Complex Analysis: Show that $\int_{C_\epsilon} \frac{1}{(z-x_0)^{2n+1}}dz = 0$

Question

We have to show that:

$$\int_{C_\epsilon} \frac{1}{(z-x_0)^{2n+1}}dz = 0$$

Where $x_0 \in \mathbb{R}$, $n$ is a positive integer and $C_\epsilon$ is the path that follows counterclockwise, in the complex plane, a semi circumference centred at $x_0$, with $\epsilon$ radius and non-negative imaginary part.

Attempt: I don't know if this integral can be solved by using Cauchy's integral formula. I've tried it by a series expansion of the function inside the integral but I get a very complicated expression that I guess it's not the right way for solving this problem.

Could it be done, maybe, by using the Residue theorem? Could you give me any hint?

Thanks in advance!

Answer 1

Suppose $U$ is an open subset of the complex plane $\mathbb C, f\colon U → \mathbb C$ is a function, and $\mathcal{C}\subset U$ is a curve of finite length, parametrized by $\gamma : [a,b] → \mathcal C$. If the parametrization $\gamma$ is continuously differentiable, the line integral can be evaluated as an integral of a function of a real variable: $$\int_\mathcal{C} f(z)\,dz = \int_a^b f(\gamma(t)) \gamma'(t)\,\mathrm{d}t.$$

To evaluate your contour, we have to find it's parameterization first. Note that the function $e^{it}, t\in[-\pi,\pi]$ graphs the unit circle in the complex plane. To convert it into a semic circle, we can simply let $t\in[0,\pi]$. If we multiply this function by some real number, the semicircle get's bigger, so the factor measures it's radius. Now $\varepsilon e^{it}, t\in[0,\pi]$ is a semicircle of radius $\varepsilon$. If we want to shift the center of the semicircle, we simply add a complex number. Now we may write that $\gamma(t)=x_0+\varepsilon e^{it}, t\in[0,\pi]$, so

$$\int_{C_\varepsilon} \frac{1}{(z-x_0)^{2n+1}}\,\mathrm{d}z=\int_{0}^{\pi} \frac{1}{(x_0+\varepsilon e^{it}-x_0)^{2n+1}}\cdot\left[i\varepsilon e^{it}\right]\,\mathrm{d}t.$$

Note that the factor in the square brackets is $\gamma'(t)$. We may eliminate $x_0$ and take $\varepsilon$ out of the integral to get
$$\frac{i}{\varepsilon^{2n}}\int_{0}^{\pi} \frac{1}{(e^{it})^{2n+1}}e^{it}\,\mathrm{d}t=\frac{i}{\varepsilon^{2n}}\int_{0}^{\pi} e^{-2nit}\,\mathrm{d}t.$$ Since $e^{-2nit}$ has a holomorphic antiderivative, we can apply the FTC which yields $$\frac{i}{\varepsilon^{2n}}\left[e^{-2ni\cdot\pi}-e^{-2ni\cdot0}\right]=\frac{i}{\varepsilon^{2n}}\left[1-1\right]=0.$$

The last line, $e^{-2ni\cdot\pi}=1$, holds for $n\in\mathbb{Z}$.

Answer 2

Just calculate it explicitly: $\int_0^{\pi} \frac 1 {\epsilon e^{i(2n+1)\theta}} \epsilon i e^{i\theta} d\theta=0$ since $\int_0^{\pi} e^{-2ni\theta}d\theta=0$.

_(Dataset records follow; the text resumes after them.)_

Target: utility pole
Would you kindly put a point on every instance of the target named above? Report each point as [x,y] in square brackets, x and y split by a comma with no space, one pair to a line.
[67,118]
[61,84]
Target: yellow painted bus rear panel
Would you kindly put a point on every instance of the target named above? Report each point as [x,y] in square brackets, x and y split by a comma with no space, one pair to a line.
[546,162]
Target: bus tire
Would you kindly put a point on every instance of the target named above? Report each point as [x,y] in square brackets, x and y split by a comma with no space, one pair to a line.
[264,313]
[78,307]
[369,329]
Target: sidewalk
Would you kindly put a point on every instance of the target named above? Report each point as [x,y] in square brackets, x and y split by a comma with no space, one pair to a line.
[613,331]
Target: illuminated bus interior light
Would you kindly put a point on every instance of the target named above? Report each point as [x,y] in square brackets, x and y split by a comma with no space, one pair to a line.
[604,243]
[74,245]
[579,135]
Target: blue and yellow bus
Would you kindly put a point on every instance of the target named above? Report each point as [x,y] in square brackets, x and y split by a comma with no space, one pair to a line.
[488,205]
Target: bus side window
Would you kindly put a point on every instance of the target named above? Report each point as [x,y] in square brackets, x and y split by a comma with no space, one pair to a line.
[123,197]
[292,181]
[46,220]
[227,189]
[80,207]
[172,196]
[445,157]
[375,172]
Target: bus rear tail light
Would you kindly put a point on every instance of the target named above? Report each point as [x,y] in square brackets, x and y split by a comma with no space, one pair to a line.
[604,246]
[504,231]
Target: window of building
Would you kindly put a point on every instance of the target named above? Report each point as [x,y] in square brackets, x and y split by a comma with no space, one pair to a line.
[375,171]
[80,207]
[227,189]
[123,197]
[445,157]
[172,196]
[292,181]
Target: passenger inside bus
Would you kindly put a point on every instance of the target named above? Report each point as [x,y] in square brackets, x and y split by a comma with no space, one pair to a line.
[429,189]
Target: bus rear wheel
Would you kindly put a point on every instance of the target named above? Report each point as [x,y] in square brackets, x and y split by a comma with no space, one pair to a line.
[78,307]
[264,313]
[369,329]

[The path is $x_0+\epsilon e^{i\theta}, 0<\theta <\pi$].

Answer 3

$F(z)=-\frac{1}{2n}\frac{1}{(z-z_0)^{2n}}$ is a primitive of the given function, and integrals over functions with a primitive are easy to calculate: $\int_C f(z)\mathrm dz=F(b)-F(a)$, where $a$ and $b$ are the start and end point, respectively. In this case that's

$$F(z_0+\varepsilon)-F(z_0-\varepsilon)=-\frac{1}{2n}\left(\frac{1}{\varepsilon^{2n}}-\frac{1}{(-\varepsilon)^{2n}}\right)=0.$$